The secondary objectives of the study are:
• To determine the change in the standard lipid profile after therapy with
evinacumab versus placebo
• To determine the changes in specialty lipoprotein parameters (ApoC3, ApoB48,
ApoB100, and nuclear magnetic resonance [NMR] lipid profile) after therapy with
evinacumab versus placebo
• To measure the number of AP episodes per patient
• To assess the safety and tolerability of evinacumab
• To assess the potential immunogenicity of evinacumab
• To assess the concentrations of total evinacumab and total angiopoietin-like
3 (ANGPTL3)
*Includes adult patients with 1) elevated baseline fasting TGs >880 mg/dL and
history of 1 HTGassociated AP within 24 months of screening or 2) elevated
baseline fasting TG values >500 mg/dL in patients with a history of 2 or more
HTG-associated AP within 24 months or 3) elevated baseline fasting TG values
>500 mg/dL with a prior documented fasted TG values >1000 mg/dL and a history
of 1 or more HTG- associated AP within 24 months. All participants are without
FCS due to LPL loss of function mutations.

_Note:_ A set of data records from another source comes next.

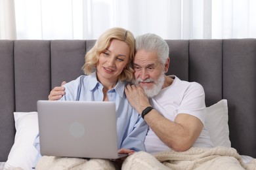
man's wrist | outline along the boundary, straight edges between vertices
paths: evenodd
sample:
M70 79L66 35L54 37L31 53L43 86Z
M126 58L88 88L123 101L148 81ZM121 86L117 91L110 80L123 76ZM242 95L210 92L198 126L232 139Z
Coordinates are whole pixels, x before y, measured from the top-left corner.
M151 106L147 107L145 109L142 110L141 113L141 117L144 119L145 115L149 113L152 109L154 109L154 108L152 107Z

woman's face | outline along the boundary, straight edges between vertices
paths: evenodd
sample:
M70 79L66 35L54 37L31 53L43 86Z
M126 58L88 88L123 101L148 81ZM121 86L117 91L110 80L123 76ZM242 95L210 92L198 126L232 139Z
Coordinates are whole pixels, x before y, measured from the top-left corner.
M121 41L113 39L110 46L100 54L96 63L98 80L116 82L129 60L128 44Z

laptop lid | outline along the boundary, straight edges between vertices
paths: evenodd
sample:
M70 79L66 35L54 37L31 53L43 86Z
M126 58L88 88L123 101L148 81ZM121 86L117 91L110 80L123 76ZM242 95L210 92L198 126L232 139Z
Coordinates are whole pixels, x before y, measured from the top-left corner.
M118 158L116 105L38 101L41 155Z

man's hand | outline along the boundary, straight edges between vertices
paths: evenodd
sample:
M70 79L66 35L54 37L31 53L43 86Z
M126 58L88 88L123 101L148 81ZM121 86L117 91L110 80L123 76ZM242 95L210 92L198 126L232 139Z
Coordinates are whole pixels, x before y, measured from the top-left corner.
M125 89L126 97L131 105L141 114L147 107L150 106L148 97L140 86L127 84Z
M61 86L54 87L52 91L51 91L49 95L48 96L49 100L58 100L65 94L65 88L62 86L65 84L66 82L64 81L61 83Z

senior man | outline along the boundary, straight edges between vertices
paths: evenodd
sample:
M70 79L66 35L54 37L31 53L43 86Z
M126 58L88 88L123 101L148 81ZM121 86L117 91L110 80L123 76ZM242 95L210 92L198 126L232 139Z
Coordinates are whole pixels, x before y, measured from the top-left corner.
M203 87L175 75L165 75L169 67L169 50L160 37L147 33L138 36L135 42L135 80L134 84L127 85L125 92L131 105L150 127L144 141L146 152L182 152L192 146L213 147L203 126L206 107ZM49 99L60 99L64 94L64 90L55 87ZM143 156L146 154L152 162L158 161L148 153L144 152ZM136 156L136 153L133 155ZM127 165L136 163L129 162L129 158L125 162ZM143 164L143 160L139 162L140 165ZM160 162L157 166L165 167Z

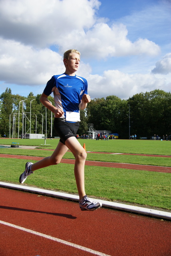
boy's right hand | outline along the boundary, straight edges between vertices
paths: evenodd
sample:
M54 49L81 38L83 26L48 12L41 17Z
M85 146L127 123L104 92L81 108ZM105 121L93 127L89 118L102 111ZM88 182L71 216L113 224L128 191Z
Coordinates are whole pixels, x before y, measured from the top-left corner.
M61 117L64 114L64 112L63 110L60 108L56 108L55 111L54 112L55 117Z

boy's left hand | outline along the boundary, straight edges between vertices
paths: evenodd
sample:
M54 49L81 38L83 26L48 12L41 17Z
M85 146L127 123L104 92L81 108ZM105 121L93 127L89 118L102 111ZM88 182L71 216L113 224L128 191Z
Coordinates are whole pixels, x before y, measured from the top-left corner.
M90 97L89 94L84 94L82 97L82 102L86 104L88 102L90 102L91 101Z

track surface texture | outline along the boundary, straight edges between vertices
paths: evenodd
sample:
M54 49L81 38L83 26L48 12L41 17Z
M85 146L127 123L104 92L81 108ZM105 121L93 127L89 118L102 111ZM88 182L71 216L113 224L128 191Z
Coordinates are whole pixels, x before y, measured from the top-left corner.
M170 156L169 156L170 157ZM0 154L0 157L16 158L18 159L26 159L26 160L29 159L30 160L32 160L37 161L42 159L44 158L43 157L39 156L19 156L17 155L10 155L2 154ZM61 162L64 164L74 164L75 163L75 160L74 159L62 159ZM165 166L143 165L142 164L132 164L111 163L111 162L96 162L95 161L86 161L85 165L91 166L114 167L115 168L125 168L133 170L171 173L171 167Z
M170 167L89 161L86 164L171 172ZM0 256L171 255L171 222L104 208L82 212L78 203L4 188L0 196Z
M3 188L0 196L1 256L171 255L171 222Z

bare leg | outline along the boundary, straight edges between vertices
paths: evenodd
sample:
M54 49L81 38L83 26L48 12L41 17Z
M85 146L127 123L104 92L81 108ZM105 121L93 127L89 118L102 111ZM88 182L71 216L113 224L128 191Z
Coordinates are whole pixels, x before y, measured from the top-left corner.
M71 137L66 141L66 145L76 158L74 174L77 189L82 199L86 195L84 184L84 165L87 153L75 137Z
M59 164L68 148L60 141L52 156L46 157L32 165L32 171Z
M50 156L48 156L32 165L32 171L59 164L68 148L76 159L74 174L80 200L86 195L84 184L84 165L87 153L75 137L71 137L66 141L66 145L59 142L56 149Z

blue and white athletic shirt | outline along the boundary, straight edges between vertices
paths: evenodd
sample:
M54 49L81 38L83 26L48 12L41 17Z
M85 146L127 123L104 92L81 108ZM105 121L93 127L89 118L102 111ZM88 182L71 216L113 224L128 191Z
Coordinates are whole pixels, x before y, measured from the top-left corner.
M82 96L87 94L87 83L85 78L64 73L54 76L47 83L44 93L49 96L54 92L55 106L62 110L61 117L68 122L80 122L80 109Z

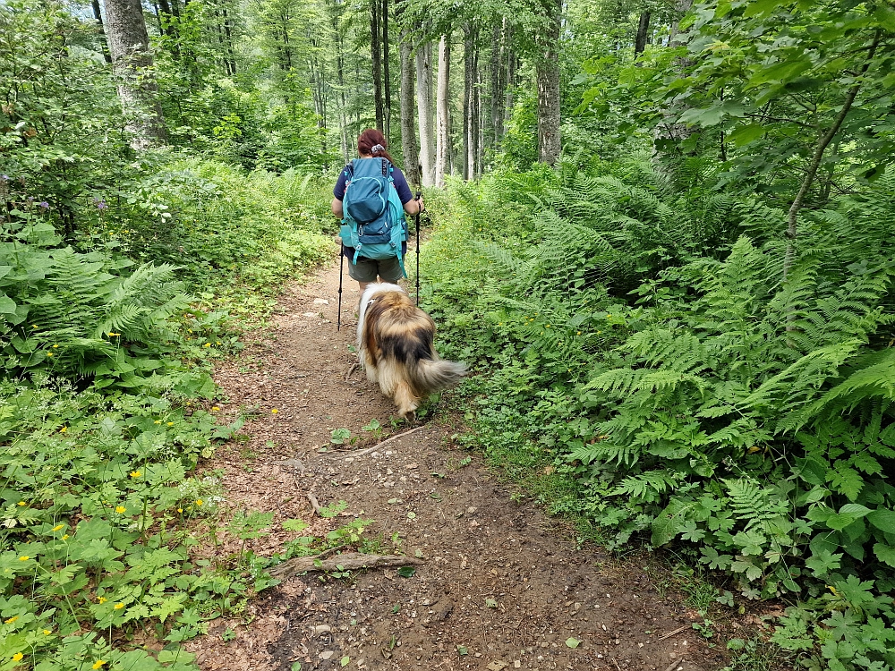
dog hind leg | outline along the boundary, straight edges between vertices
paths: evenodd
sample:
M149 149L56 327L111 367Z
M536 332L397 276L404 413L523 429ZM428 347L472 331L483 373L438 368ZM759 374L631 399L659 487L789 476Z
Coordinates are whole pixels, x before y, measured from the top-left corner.
M410 389L410 385L405 381L397 383L395 387L395 404L397 405L398 414L405 419L413 419L416 409L420 406L420 400L413 395Z

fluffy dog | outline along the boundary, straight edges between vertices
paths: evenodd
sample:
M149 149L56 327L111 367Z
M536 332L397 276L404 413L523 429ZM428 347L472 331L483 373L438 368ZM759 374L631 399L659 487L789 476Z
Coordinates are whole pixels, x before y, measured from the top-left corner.
M466 366L442 360L432 341L435 322L397 285L372 284L361 297L357 352L371 382L413 416L420 401L458 382Z

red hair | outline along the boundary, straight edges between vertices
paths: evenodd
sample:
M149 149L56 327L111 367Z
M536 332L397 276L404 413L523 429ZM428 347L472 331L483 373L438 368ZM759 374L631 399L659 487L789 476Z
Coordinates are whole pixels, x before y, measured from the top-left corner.
M377 145L382 149L380 149L377 148L376 151L373 151L373 148ZM384 158L388 158L388 162L394 165L395 159L392 158L391 155L386 150L388 147L388 140L386 140L386 136L375 128L367 128L357 136L358 154L377 157L382 157Z

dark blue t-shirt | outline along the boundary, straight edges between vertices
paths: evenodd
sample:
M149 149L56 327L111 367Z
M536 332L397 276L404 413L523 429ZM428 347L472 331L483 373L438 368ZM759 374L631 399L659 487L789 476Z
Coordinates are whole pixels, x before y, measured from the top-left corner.
M366 161L371 160L369 158L355 158L355 161ZM377 160L381 160L378 158ZM406 205L411 200L413 200L413 192L410 190L410 184L407 183L407 178L404 176L404 173L401 172L401 168L397 166L393 166L392 170L392 179L395 180L395 191L397 191L397 197L401 200L402 205ZM336 186L333 188L333 195L339 200L345 198L345 183L348 181L348 167L347 166L339 173L338 181L336 183ZM354 247L345 247L344 252L345 257L349 259L354 259ZM405 242L401 245L401 254L407 253L407 242Z

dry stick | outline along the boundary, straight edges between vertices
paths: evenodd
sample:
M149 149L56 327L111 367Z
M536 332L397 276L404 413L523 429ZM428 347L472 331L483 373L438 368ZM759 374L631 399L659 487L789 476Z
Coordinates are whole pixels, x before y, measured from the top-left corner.
M688 628L691 628L691 627L693 627L693 624L685 624L682 627L678 627L673 632L669 632L668 633L663 633L661 636L660 636L657 639L657 641L664 641L665 639L670 638L671 636L674 636L676 633L680 633L685 629L688 629Z
M360 552L346 552L325 561L320 561L320 556L296 556L288 559L270 569L270 575L275 578L291 578L312 571L357 571L362 568L388 568L422 564L421 560L413 556L364 555Z
M395 436L392 436L390 438L386 438L381 443L377 443L372 447L368 447L367 449L361 450L360 452L351 452L351 451L349 451L347 453L340 453L340 454L349 454L352 456L362 456L362 454L369 454L371 452L375 452L379 447L381 447L382 446L384 446L386 443L390 443L393 440L397 440L398 438L403 438L405 436L410 436L410 434L416 433L417 431L425 429L427 426L428 426L427 424L423 424L422 427L417 427L416 429L411 429L409 431L405 431L404 433L396 434Z
M323 514L320 512L320 502L317 500L317 497L314 496L313 492L310 491L308 492L307 496L308 496L308 500L311 501L311 505L314 508L314 512L320 517L322 517Z
M811 159L811 164L808 166L808 170L805 174L805 178L802 180L802 185L799 187L798 193L796 194L796 200L792 201L792 205L789 206L789 216L788 224L787 225L786 234L789 239L787 242L786 246L786 257L783 260L783 280L786 281L786 276L789 272L789 268L792 268L793 260L796 257L796 235L797 234L797 220L798 217L798 211L802 208L802 203L805 201L805 197L808 193L808 189L811 188L812 183L814 182L814 177L817 174L817 170L821 166L821 159L823 158L823 152L827 149L827 145L832 141L836 133L839 132L840 128L842 126L842 123L845 121L846 115L851 109L852 104L855 102L855 98L857 97L857 92L861 89L861 80L860 77L866 74L867 70L870 69L870 64L874 60L874 56L876 55L876 47L880 45L880 40L882 39L882 33L881 30L877 30L876 34L874 36L874 42L870 46L870 50L867 52L867 60L864 62L864 65L861 67L861 72L857 77L857 81L855 85L848 90L848 94L845 97L845 102L842 104L842 109L840 110L839 115L836 115L836 119L833 121L833 124L830 126L827 132L821 138L820 141L817 143L817 147L814 149L814 156ZM795 319L795 315L787 315L787 330L792 330L792 320Z
M680 659L675 659L673 662L671 662L670 665L669 665L668 668L666 668L665 671L674 671L675 667L677 667L678 664L683 664L685 661L686 660L684 658L681 658Z

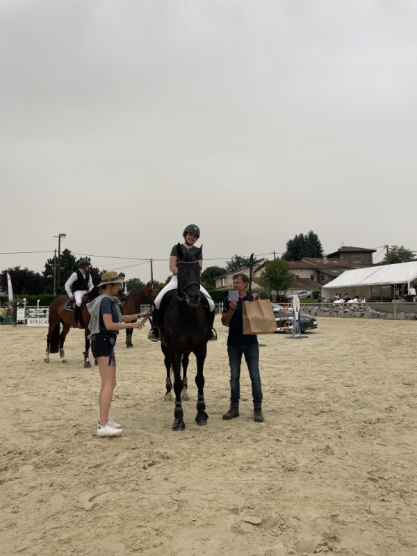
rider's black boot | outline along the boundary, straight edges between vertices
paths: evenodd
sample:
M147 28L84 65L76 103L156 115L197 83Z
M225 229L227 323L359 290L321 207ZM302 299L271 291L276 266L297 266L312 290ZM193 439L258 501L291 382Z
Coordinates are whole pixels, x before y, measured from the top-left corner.
M206 318L207 319L207 324L208 325L208 341L213 342L217 340L217 332L213 327L215 313L214 309L210 311L210 307L208 306L204 307L204 312L206 313Z
M75 309L74 309L74 322L72 324L73 328L78 328L78 321L79 317L80 316L80 308L78 305L75 306Z
M152 322L154 323L154 327L151 329L150 332L148 334L148 340L150 340L152 342L157 342L159 340L159 329L158 328L158 318L159 317L159 310L157 309L154 309L154 311L152 313Z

This is a phase 2b, multicenter, international, randomized, placebo-controlled
study intended to demonstrate that evinacumab can prevent recurrent AP in
patients with severe hypertriglyceridemia (sHTG) and a recent history of
HTG-associated AP. Approximately 120 adult patients will be randomized 1:1 to
receive evinacumab or matching placebo.

The study consists of 3 periods: a screening period, a double-blind treatment
period (DBTP), and a safety follow-up period. The screening period of up to 28
days will determine participant eligibility and will include an evaluation of
prior episodes of HTG-associated AP, genotyping to exclude patients with
familial chylomicronemia syndrome (FCS) due to loss of function mutations in
lipoprotein lipase, and 2 measurements of fasting TG levels separated by at
least 2 days. Patients must have baseline fasting TGs
>880 mg/dL on each of the 2 measurements and a history of HTG-associated AP
within 15 months of screening to be enrolled in the study. Patients who fulfill
all the eligibility criteria will be randomized and receive their first dose of
assigned study drug on day 1, with subsequent doses administered approximately
every 4 weeks (Q4W) during the 52-week DBTP. This will be followed by a 48-week
off-drug follow-up period. Efficacy will be assessed by measuring the number of
patients with at least 1 independently adjudicated positive event of AP over 52
weeks of treatment with evinacumab versus placebo. The study will have an
independent committee to adjudicate these episodes in accordance with clinical
standards for diagnosis of AP. Efficacy will also be assessed by clinical
laboratory evaluation of lipid levels at pre-specified time points throughout
the study. Safety will be assessed throughout the study by comparing the
frequency and severity of adverse events (AEs) between the evinacumab and
placebo groups, as well as evaluating abnormal laboratory findings,
electrocardiogram (ECG) findings, and anti-drug antibody (ADA) and neutralizing
antibodies (NAb) assessments.

Study Drug: Evinacumab
Dose/Route/Schedule: 20 mg/kg administered intravenously (IV) over a 1-hour
infusion Q4W, ±4 days
Placebo: Matching placebo
Route/Schedule: Intravenous infusion Q4W (±4 days)

See section 3.3 of the protocol Benefit/Risk assessment.